Flight tracking data from Flightradar24 and eyewitness descriptions indicated that the aircraft was flying unusually low, with the landing gear still extended and flaps in abnormal positions, heightening concerns of possible mechanical malfunction or human error. US aviation consultant Anthony Brickhouse noted the landing gear remained deployed at a stage in the climb when it should have retracted, underscoring anomalies observed before impact.
Boeing and GM Aerospace have dispatched technical teams to assist Indian investigators, working alongside the Directorate General of Civil Aviation, the Aircraft Accident Investigation Bureau and experts from the US National Transportation Safety Board.

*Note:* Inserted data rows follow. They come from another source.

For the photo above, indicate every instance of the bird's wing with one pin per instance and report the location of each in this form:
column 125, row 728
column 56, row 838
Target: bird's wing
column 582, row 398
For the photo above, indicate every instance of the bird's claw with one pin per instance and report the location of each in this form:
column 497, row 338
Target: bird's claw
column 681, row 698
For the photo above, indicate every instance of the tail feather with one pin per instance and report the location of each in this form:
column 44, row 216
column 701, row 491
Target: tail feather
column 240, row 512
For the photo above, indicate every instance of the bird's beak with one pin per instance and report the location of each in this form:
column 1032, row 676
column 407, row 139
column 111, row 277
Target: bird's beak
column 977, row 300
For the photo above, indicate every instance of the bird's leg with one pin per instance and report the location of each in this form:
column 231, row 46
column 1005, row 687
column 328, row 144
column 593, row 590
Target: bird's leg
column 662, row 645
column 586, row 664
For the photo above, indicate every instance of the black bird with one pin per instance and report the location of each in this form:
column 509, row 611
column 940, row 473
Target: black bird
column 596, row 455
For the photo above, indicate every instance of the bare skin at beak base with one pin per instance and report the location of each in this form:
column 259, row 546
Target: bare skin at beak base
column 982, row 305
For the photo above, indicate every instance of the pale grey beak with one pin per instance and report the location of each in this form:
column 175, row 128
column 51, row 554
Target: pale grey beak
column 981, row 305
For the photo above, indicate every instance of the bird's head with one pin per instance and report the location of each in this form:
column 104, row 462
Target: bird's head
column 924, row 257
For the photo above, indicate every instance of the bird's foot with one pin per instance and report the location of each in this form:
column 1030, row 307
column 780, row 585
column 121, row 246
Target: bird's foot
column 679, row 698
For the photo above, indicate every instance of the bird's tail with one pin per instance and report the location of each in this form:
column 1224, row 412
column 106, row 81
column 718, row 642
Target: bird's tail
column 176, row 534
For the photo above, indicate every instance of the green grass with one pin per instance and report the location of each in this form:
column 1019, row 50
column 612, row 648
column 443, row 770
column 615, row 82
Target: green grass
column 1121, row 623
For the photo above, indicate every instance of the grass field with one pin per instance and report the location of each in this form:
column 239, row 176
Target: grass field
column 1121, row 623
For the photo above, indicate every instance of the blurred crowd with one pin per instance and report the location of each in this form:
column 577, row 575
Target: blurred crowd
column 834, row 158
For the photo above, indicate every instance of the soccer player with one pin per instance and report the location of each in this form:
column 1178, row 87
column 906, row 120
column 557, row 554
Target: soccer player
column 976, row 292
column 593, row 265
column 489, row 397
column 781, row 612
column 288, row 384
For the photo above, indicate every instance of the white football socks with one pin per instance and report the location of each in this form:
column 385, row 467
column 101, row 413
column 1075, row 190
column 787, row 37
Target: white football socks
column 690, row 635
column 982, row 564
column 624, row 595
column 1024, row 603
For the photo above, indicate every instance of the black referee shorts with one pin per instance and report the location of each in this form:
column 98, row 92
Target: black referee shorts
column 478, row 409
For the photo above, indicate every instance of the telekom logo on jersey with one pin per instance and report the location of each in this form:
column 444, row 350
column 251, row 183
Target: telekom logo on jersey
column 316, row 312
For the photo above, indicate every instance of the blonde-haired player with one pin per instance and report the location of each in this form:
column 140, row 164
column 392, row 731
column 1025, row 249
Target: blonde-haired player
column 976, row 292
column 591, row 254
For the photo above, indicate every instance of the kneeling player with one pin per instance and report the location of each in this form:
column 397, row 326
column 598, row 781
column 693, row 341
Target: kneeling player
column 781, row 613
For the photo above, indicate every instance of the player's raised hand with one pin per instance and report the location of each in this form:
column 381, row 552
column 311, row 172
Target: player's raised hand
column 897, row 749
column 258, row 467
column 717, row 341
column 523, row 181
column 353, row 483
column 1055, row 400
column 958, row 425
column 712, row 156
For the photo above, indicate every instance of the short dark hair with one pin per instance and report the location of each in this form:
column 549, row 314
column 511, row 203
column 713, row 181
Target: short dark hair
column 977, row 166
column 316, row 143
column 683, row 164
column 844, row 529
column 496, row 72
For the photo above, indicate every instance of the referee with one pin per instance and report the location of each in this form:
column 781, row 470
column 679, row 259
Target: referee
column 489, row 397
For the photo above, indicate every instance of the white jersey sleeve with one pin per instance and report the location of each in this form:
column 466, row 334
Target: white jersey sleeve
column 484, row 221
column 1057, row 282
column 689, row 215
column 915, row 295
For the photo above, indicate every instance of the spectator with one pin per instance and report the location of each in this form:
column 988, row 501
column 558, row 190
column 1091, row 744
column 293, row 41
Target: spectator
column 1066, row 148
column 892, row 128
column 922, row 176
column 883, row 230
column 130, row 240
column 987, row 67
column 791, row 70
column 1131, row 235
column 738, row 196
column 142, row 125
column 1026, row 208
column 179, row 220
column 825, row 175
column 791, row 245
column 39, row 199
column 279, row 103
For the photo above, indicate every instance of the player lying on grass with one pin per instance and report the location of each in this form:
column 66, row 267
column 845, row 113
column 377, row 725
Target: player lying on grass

Weather conditions at the time were reported as clear, with no adverse meteorological factors contributing to the incident.
Prime Minister Narendra Modi described the tragedy as “heartbreaking beyond words,” pledging to coordinate relief efforts, while UK Prime Minister Keir Starmer, King Charles III and Canadian officials offered their condolences and consular aid. Ahmedabad’s airport, managed by the Adani Group, briefly halted operations before resuming limited flights; civil hospitals have established emergency corridors to transport the injured.
Flight 171 marks the first fatal crash involving a Boeing 787 since the Dreamliner entered service in 2011, prompting heightened scrutiny of one of the world’s most advanced long‑haul airliners and raising urgent questions around maintenance, training and design vulnerabilities. The aircraft, tail number VT‑ANB, was delivered to Air India in January 2014 and had completed long‑haul rotations the previous week.
This catastrophe compounds Air India’s legacy of accidents, most notably the 2020 Air India Express Kozhikode runway overrun. Following its acquisition by the Tata Group—completed in 2022—and fleet modernisation efforts, including a $70 billion aircraft order in 2023, the airline’s safety record will now be intensely evaluated.
Boeing’s share value fell by over 6% in pre‑market trading in the US, and analysts suggest this may jeopardise confidence amidst its ongoing recovery from earlier quality and delivery issues. In Ahmedabad, emergency services continue to investigate the building’s collapse and the toll of ground casualties—some reports indicate five hospital beds were destroyed in the crash—while DNA matching and victim identification efforts proceed at affected medical facilities.
Flight 171 is currently the deadliest aviation incident of 2025, surpassing the Jeju Air accident in December, and registers as the first hull‑loss of a 787 aircraft.